Seven Feet Falls In Chamonix During Month of April
Chamonix-based guide Nate Wallace, shares his thoughts on a powder-full video edit and the Cham winter and spring.
Words: John Stifter
After a day of monoskiing two feet of powder with Glen Plake at Chamonix’s Grand Montets, ski mountaineer savant Nate Wallace called in via Skype to chat about the 2011-12 season in the French Alps. A part-time resident of Chamonix, France, since the winter of 1998-99, Wallace has been churning out video edits of friends skiing big powder descents in the Alps, providing a rare look into the massive terrain surrounding the iconic ski mountaineering hotspot. Wallace, who now only guides film and photo crews, has been enjoying the biggest snowfall in 20 years below 2,000 meters in the Chamonix valley after several below-average seasons. We interrupted his shepherd’s pie dinner preparation to hear about his May 1 powder day and more.
You’ve been producing a slew of edits this season. When and where was the latest shot?
That was from about five days ago on the Grand Montets and the Aiguille di Midi cause it’s spring. Brevent’s finished.
Talk about the unusual amount of snowfall this season in Cham.
December, January, and February was the most snow I’d ever seen under 2,000 meters, which means the valley and in the forest and stuff like that. Then it went high pressure at the end of February and March. By the end of April—I don’t even know the last how many days—we’ve had like seven feet in the last two weeks.

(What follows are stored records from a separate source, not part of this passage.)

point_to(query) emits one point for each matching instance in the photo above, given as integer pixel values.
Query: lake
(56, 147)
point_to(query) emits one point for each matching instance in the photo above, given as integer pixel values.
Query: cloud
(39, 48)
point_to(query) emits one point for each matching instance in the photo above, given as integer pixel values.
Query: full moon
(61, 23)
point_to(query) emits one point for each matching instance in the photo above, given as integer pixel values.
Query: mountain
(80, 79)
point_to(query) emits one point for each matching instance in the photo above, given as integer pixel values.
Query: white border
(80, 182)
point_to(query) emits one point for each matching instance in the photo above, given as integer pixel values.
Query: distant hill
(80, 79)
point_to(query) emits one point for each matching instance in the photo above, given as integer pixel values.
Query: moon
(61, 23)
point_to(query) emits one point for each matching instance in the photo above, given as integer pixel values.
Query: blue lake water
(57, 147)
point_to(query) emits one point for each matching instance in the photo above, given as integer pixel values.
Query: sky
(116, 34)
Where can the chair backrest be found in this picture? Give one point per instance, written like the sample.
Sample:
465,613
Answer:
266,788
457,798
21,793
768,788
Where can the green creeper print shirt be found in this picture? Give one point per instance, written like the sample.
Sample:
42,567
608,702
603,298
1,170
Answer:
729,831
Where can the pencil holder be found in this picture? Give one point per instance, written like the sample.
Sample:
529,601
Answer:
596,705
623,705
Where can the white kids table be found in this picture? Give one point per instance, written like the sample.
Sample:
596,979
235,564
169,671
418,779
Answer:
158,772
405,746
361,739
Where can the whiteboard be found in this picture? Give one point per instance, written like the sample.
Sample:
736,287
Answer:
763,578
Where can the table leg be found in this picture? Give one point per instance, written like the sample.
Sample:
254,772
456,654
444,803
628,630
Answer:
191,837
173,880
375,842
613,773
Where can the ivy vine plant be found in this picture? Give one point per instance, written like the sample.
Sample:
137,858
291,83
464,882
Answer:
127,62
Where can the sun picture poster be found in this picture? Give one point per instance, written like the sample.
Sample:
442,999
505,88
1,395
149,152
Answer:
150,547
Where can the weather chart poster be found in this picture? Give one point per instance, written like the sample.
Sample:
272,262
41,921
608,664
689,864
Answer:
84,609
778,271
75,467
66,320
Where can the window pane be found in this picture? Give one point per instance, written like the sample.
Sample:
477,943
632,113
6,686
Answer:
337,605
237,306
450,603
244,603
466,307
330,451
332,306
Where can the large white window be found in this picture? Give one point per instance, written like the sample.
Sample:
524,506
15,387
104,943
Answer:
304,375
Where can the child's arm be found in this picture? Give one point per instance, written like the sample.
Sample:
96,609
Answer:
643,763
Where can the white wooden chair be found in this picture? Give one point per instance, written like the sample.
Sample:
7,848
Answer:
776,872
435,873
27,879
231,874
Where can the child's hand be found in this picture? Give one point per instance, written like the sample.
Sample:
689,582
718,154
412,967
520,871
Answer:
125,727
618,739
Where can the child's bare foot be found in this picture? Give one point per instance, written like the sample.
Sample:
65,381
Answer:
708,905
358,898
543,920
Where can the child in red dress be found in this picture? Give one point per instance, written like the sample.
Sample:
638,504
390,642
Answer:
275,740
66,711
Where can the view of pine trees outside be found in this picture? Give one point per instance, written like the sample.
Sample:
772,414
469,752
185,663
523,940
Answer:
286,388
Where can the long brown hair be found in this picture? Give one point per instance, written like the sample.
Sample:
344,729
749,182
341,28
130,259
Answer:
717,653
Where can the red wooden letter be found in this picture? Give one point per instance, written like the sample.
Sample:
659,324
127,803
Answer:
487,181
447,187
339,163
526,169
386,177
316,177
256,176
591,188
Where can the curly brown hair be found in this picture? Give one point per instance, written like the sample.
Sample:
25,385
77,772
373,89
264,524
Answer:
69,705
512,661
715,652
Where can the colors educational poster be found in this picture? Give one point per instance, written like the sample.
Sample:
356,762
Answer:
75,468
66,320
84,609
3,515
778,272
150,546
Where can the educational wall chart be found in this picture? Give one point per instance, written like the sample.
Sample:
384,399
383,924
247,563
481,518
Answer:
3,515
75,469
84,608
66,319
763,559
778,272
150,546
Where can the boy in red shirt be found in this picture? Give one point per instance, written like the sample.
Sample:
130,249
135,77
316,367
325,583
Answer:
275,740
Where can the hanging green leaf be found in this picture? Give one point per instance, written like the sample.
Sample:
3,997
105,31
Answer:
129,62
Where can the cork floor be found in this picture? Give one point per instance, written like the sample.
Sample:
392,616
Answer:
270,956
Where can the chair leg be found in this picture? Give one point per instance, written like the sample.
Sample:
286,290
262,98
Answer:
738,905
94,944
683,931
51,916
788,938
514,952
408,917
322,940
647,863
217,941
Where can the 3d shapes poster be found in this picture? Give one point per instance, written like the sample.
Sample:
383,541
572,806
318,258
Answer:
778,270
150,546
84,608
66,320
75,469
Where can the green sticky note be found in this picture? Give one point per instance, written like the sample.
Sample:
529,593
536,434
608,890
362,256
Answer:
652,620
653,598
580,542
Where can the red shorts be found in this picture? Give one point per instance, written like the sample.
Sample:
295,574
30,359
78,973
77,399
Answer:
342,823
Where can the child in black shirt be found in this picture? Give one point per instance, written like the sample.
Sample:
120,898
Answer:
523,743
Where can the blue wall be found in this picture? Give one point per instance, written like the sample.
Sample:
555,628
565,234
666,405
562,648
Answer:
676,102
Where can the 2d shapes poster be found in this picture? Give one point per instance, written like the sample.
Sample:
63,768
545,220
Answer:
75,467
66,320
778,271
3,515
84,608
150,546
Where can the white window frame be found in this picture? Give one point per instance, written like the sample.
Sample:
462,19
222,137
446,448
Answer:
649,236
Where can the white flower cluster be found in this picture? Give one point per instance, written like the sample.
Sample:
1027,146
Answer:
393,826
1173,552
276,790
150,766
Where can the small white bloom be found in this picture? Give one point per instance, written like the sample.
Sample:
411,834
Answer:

How has all that snow made the skiing up high off the Aiguille?
It’s been ski area skiing. I’ve only put my skins on twice this winter. A lot of people were skiing a lot of south faces cause it was high pressure in late February and they were skiing some pretty cool stuff. But by the second week of April, it’s started to come in and it’s been more ski area skiing cause it’s been snowing so low all the way to the valley. Hence, the video.
How do you decide where to ski?
Well it all depends on the weather. We’re gonna try to go up to Mont Blanc in a few days, but who knows with the weather? We had the highest winds recorded since 1924 two nights ago up to 112mph in the valley, tearing off roofs and stuff. So we went from the most epic powder conditions, like waist deep for two weeks, and then in one day it switched like 40 degrees Fahrenheit in the valley plus the winds. Total inversion going on. It’s just the climate change. Same thing happened to Mammoth this season. And now it dumps. It’s freaky.
So what are the longtime locals saying about this winter and the opposite ends of the weather spectrum?
There is no spectrum. There’s been no steep skiing. It’s been so cold all winter that we’ve had no snow up high, so the images you’re seeing are of valley skiing.
What’s it been like for you and friends, skiing the all that valley powder?
It’s been the best winter I’ve had since I was in my 20s. For me, ski touring and steep skiing has only happened because that’s where you go cause there’s powder. I spent the whole season on rockered skis and alpine boots. I haven’t done that in three years.
With all this snow, what has the European protocol for avalanche mitigation been like?
There’s no difference between American and European avalanche protocol from what I’ve seen. Have you seen much avalanche protocol in Jackson or other places? Ten years ago, the only avalanche protocol was that there were only ‘X’ amount of people dumb enough to be in those places, and now it’s bigger. There weren’t so many takers back then and that was avalanche protocol. If you really go to a high-level avalanche school, you find the more you know the less you know. There is no avalanche protocol—if you’re smart, you just don’t go. And if you’re dumb enough, you go and generally those are the best skiers. Avalanche protocol has never really existed in skiing.
You started filming this last year. What spawned the interest for you?
I spent my life trying to ski hard and be badass, but you turn 40 and all you have is stories and no momentos, which is what they call a photo in French. Souvenir, no? It was during The Ordinary Skier and I saw what they were doing and I was like, “I can do that” and they used some of my footage. Nobody cares what I can do, but I want to show what my friends can do. I was a journalist and felt kinda numb to writing because I couldn’t write fiction. And with filming I felt like I could put other people in the front. It’s my view of them without putting myself into the mix. It’s this kind of new-age journalism for me.
Well, you’ve definitely captured something that’s not seen too often.
People mislabeled me and a lot of other people in the sport, although we do deal with extreme things and have ‘this’ hanging over our heads. But we’re still about the powder. You talk to American Dave [Rosenbarger] and ask him why did you go to steep stuff, and it’s all about the powder. It’s easy to make an edit or a movie and say how dangerous it is, but it’s hard to make a movie and say how much fun it is.